Robin Lehner delivers strong message at NHL awards: 'I’m mentally ill, but that doesn’t mean mentally weak'

Robin Lehner of the New York Islanders accepts the Bill Masterton Memorial Trophy awarded to the player who best exemplifies the qualities of perseverance, sportsmanship and dedication to hockey during the 2019 NHL Awards. (Photo by Ethan Miller/Getty Images)

The 2018-19 season saw an incredible turnaround from New York Islanders goaltender Robin Lehner.

The 27-year-old played the best hockey of his career, posting a 2.13 goals against average and .930 save percentage, earning him enough votes to be a finalist for the Vezina Trophy as the league’s top goaltender.

He also made major news off the ice, speaking on his problems with substance abuse and receiving a diagnosis for a mental health issue. The pair of incredible stories earned him a Masterton Award nomination as well.

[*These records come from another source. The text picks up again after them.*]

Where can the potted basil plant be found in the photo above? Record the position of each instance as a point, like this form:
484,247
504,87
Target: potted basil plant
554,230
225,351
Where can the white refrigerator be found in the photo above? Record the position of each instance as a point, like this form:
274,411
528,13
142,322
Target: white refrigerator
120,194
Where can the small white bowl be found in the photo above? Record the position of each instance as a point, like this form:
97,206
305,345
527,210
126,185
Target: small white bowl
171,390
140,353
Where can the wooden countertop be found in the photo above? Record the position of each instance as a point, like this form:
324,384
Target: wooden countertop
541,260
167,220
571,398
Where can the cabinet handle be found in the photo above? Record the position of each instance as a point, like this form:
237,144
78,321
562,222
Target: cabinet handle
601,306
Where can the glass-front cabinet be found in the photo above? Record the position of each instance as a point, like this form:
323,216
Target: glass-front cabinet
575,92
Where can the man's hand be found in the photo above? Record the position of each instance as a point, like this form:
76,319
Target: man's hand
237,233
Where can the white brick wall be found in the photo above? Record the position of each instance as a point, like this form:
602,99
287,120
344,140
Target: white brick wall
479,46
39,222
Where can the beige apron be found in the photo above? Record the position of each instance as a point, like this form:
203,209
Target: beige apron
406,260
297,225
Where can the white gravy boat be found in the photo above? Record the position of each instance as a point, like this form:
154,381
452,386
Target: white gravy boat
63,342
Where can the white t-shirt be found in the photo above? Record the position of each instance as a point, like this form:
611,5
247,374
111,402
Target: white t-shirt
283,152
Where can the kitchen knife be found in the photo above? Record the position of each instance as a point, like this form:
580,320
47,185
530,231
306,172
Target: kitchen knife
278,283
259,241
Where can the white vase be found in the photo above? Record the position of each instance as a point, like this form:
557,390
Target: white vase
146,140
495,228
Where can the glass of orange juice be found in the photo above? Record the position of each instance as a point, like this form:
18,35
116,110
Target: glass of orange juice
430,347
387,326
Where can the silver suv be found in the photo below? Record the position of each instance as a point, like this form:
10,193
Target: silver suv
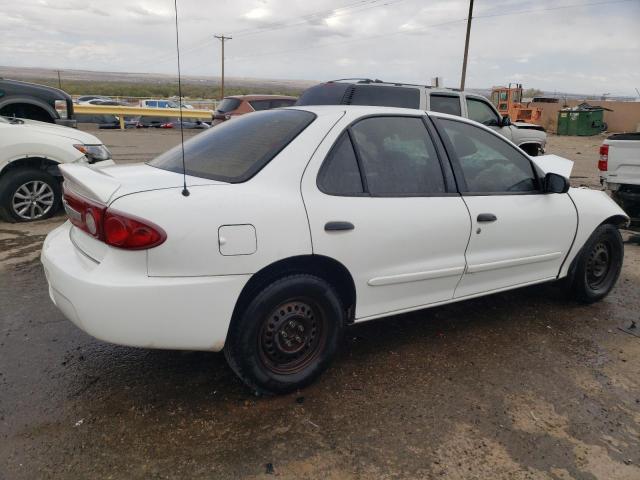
530,138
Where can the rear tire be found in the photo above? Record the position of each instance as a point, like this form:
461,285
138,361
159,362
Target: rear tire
598,265
28,194
287,334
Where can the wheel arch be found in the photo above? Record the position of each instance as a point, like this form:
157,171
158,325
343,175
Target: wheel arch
529,145
329,269
617,221
31,103
37,163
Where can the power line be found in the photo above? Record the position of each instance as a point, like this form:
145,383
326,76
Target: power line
305,19
425,29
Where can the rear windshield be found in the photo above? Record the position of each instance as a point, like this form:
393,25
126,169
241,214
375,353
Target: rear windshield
236,150
228,104
330,93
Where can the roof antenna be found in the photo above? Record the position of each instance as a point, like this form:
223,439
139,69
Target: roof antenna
185,191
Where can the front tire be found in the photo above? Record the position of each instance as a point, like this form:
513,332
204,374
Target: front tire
287,334
598,265
28,194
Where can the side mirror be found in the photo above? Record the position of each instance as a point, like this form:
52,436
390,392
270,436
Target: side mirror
554,183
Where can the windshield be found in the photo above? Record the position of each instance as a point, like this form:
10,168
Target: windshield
330,93
235,151
228,104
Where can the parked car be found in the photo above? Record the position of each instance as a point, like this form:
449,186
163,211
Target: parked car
151,103
88,98
152,122
236,105
30,153
35,102
298,222
105,101
619,167
531,138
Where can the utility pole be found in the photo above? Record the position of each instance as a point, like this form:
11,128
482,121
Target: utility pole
466,46
222,38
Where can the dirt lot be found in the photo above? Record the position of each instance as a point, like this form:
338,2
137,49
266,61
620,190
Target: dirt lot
520,385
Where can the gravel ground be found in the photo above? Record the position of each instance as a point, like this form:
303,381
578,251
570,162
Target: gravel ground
519,385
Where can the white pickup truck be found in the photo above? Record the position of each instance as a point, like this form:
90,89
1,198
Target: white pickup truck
619,167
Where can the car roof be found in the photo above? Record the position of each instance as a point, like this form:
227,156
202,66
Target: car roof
368,81
364,110
261,97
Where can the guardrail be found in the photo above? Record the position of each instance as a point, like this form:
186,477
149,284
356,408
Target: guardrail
122,111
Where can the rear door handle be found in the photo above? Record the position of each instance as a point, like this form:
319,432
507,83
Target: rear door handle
487,217
337,226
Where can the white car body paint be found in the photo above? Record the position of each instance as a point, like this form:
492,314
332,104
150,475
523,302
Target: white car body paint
32,139
405,253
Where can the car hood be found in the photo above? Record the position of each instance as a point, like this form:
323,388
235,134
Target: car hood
51,129
528,126
106,184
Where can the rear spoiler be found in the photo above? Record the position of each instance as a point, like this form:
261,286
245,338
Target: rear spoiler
89,181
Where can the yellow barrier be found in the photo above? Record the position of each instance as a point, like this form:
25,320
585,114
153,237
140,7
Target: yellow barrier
123,111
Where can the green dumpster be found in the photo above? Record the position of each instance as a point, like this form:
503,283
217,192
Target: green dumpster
583,120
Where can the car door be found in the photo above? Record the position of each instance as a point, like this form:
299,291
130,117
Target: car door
482,111
519,233
380,203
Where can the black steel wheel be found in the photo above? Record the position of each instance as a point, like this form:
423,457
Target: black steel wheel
287,334
598,265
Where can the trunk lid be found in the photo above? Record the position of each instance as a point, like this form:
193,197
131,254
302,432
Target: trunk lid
106,184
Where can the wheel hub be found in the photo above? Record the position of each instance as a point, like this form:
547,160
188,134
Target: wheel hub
290,337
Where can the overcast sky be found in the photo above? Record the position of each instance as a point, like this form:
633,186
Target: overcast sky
582,46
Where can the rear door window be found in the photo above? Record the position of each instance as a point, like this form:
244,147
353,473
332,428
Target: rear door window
260,104
235,151
481,112
445,104
385,96
398,156
330,93
340,174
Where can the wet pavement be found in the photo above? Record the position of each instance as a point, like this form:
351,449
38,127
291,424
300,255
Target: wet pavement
519,385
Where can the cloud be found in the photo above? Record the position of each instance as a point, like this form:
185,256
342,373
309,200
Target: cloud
586,49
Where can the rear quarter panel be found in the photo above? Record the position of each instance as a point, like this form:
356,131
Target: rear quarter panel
594,207
271,201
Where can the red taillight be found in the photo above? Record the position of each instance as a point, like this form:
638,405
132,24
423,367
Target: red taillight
603,163
132,233
110,226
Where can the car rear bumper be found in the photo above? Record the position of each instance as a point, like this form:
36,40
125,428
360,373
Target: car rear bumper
116,301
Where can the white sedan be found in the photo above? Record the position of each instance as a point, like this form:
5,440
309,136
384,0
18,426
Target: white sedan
298,222
30,153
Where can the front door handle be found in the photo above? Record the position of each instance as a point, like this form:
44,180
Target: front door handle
338,226
487,217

The Masterton Award goes to the player that best exemplifies the qualities of perseverance, sportsmanship, and dedication to hockey. Prior to Wednesday’s award ceremony, Lehner said that the Masterton meant more to him and his family than the Vezina.

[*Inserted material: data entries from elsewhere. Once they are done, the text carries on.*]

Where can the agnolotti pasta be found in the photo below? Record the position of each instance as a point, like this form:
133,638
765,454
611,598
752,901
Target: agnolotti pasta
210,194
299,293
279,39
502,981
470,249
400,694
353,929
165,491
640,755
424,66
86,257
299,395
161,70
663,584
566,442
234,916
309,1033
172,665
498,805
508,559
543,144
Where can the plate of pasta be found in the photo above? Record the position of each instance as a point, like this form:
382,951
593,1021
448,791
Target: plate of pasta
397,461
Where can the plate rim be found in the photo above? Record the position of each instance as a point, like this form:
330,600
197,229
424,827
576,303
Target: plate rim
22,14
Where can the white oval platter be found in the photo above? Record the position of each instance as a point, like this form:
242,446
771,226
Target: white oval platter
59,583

Lehner ended up winning the award, and when he took to the stage at T-Mobile Arena, it was evident how much the honour meant to him. After thanking his family, the Islanders organization, and everyone in the program that helped him get sober, he made an important statement.

“I took that first step, got help and that was life changing to me,” Lehner said in front of the audience. “It’s something that we’ve got to keep pushing for and we’ve got to end the stigma.”

On a night filled with jokes, glamour and fun, Lehner found a way to deliver an important message that a lot of people might need to hear.

“I’m not ashamed to say I’m mentally ill, but that doesn’t mean mentally weak.”